Ralph Cook yesterday said he meant no personal insult when he compared the city’s Lib Dem-Plaid administration with “Nazi stormtroopers”.
He had likened the council’s executive to Hitler’s elite troops for censoring the opposition by cutting a debate on the budget during a stormy meeting in February.
Mr Cook, 51, yesterday told a judicatory panel the fact council leader Rodney Berman, who is Jewish, may interpret his comments differently, “went right over my head”.
If the panel finds the Labour councillor breached the code of conduct it could reprimand him; suspend him from duty on the council for 12 months or bar him from public duty for up to five years.
Speaking at the hearing at the Mercure Holland House Hotel, in Cardiff yesterday, Mr Cook said he had lost members of his family in World War II and that he was horrified when his remarks were wrongly taken as racist.

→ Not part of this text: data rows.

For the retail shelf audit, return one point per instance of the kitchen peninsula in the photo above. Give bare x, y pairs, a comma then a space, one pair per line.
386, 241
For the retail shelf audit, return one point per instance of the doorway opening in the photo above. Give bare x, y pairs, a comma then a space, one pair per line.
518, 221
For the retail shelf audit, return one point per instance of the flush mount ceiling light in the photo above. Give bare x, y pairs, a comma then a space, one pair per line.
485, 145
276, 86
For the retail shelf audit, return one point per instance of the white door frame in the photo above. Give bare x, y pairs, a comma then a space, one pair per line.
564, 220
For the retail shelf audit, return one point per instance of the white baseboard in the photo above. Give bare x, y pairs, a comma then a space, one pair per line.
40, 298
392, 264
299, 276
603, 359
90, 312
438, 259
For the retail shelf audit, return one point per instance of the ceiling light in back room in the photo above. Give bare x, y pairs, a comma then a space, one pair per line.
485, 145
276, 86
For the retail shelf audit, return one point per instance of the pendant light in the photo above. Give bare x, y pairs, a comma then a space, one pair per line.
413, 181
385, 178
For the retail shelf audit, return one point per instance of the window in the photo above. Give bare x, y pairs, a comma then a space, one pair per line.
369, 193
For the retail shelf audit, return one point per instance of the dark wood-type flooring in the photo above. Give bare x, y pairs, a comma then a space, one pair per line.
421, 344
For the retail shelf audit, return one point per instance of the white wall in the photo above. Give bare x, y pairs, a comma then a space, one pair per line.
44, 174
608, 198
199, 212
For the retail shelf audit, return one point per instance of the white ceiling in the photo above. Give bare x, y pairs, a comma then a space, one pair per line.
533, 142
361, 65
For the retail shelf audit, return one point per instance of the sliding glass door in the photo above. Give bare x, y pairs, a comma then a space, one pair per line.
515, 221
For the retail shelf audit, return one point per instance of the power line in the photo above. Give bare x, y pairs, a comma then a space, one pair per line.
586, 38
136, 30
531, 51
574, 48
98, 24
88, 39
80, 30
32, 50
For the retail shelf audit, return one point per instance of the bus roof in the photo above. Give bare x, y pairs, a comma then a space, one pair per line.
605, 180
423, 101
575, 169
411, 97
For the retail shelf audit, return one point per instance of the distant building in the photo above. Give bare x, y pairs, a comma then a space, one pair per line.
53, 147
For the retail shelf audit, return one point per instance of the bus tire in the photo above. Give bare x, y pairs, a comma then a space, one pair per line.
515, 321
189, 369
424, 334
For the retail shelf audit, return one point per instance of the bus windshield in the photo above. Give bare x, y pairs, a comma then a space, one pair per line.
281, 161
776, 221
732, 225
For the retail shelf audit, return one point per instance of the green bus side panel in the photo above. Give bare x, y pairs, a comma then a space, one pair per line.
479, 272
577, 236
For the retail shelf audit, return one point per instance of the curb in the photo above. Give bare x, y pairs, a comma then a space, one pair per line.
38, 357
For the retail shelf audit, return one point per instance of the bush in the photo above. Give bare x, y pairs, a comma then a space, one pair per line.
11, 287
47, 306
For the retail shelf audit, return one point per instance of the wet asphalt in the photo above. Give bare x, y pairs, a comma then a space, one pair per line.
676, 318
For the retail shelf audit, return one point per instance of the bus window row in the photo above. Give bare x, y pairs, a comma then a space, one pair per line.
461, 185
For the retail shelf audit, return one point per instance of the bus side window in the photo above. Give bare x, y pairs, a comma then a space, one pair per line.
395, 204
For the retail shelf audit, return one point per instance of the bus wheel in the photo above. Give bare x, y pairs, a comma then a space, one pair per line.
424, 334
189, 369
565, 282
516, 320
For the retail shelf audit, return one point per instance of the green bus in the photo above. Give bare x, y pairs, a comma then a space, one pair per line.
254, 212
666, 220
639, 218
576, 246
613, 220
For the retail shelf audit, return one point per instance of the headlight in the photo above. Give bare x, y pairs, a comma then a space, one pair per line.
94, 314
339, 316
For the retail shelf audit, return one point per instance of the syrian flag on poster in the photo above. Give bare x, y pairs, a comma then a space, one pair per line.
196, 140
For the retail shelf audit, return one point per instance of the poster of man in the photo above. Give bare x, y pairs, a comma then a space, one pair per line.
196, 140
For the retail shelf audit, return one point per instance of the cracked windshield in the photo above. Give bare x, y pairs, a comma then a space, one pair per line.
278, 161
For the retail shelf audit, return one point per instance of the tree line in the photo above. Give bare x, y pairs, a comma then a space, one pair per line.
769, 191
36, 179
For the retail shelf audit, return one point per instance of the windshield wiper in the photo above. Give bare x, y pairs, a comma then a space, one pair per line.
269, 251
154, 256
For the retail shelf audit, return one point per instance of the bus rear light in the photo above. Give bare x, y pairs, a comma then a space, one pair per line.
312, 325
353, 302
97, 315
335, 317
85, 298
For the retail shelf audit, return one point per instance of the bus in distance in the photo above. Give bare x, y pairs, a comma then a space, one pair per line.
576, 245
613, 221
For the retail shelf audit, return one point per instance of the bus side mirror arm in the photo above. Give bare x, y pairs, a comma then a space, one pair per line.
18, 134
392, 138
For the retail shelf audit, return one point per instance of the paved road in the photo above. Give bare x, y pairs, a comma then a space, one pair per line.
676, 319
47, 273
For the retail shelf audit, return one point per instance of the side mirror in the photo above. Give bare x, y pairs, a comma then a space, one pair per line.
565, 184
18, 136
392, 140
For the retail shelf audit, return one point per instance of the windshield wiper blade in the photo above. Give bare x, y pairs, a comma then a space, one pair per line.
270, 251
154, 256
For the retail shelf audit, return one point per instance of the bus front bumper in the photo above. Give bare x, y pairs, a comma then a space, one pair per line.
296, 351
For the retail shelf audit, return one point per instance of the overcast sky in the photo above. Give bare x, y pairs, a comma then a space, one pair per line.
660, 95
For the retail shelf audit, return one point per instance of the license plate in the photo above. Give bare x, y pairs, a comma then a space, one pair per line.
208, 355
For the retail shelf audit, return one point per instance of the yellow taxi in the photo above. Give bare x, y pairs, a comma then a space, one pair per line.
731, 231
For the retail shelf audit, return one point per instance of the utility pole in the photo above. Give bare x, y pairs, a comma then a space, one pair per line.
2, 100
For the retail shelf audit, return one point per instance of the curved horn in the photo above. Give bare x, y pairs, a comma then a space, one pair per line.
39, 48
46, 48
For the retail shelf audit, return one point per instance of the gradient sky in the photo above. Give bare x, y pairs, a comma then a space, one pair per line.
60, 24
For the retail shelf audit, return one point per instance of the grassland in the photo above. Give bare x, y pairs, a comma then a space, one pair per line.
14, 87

He said: “Those who know me would say I’m a little pedantic.
“So when Rodney wrote to challenge me about stormtroopers and blitzkrieg being synonymous with Nazis my reaction was: ‘No they’re not’.
“I saw it as a philosophical or factual disagreement.”

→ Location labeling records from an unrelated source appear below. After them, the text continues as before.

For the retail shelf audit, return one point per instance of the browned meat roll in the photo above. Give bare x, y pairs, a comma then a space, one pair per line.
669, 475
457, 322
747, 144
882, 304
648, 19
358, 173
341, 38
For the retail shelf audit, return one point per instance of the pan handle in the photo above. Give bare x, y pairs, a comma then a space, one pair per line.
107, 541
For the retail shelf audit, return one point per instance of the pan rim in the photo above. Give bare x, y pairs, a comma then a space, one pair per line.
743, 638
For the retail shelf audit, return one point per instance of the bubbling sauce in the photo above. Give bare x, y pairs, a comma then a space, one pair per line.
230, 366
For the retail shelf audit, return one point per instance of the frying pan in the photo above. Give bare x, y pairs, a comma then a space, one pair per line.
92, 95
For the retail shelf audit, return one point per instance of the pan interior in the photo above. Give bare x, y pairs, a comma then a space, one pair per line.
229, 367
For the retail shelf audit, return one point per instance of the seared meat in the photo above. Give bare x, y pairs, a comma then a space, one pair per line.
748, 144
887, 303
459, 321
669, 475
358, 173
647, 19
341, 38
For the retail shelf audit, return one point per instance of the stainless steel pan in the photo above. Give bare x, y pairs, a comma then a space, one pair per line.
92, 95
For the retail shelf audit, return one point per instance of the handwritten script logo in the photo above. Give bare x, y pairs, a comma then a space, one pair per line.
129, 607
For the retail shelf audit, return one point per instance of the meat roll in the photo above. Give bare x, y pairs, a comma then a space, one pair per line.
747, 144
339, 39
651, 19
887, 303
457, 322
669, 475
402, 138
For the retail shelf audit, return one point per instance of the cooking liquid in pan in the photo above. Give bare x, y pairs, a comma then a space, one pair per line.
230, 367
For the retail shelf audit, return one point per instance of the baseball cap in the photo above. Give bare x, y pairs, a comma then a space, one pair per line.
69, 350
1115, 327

Mr Cook, who was referred to the Local Government Ombudsman, said he had used the “commonplace military terminology” referring to blitzkrieg and stormtroopers in relation to hardened activists who pursued an electoral advantage.
He told the hearing he simply wanted to remind members that democratic processes had been used to crush debate in pre-war Germany, as he said had happened at the budget meeting.
He said: “I had not even considered or thought about Rodney being Jewish, but thinking about it now I understand this thin line.
“But I was clearly aiming my comments at the Liberal Democrats of the party, not at an individual.”
Mr Berman earlier told the hearing the remarks followed correspondence with Mr Cook about his production of leaflets using the terms “blitzkrieg” and “stormtroopers” to describe the Liberal Democrats.
During that correspondence, Mr Berman said he had reminded Mr Cook of his Jewish background and of the pain caused by the insensitive remarks.
The council leader told the hearing: “I was brought up in the Jewish faith, knew people who had survived concentration camps and had conversations with relatives who believed they had lost someone close in those camps.
“As a child I suffered abuse about my religion, so anything that suggests you are like a group who persecuted, murdered and tortured millions is extremely distressing and inappropriate.”
Mr Berman said it was totally improper to compare the coalition with the Nazis as it had trivialised what Adolf Hitler’s regime had done, particularly as Cardiff is home to the largest Jewish community in Wales.
The hearing was told Mr Berman demanded an unreserved apology but Mr Cook insisted he had done nothing wrong and argued his comparisons predated the German Nazi era.
The hearing is expected to last three days.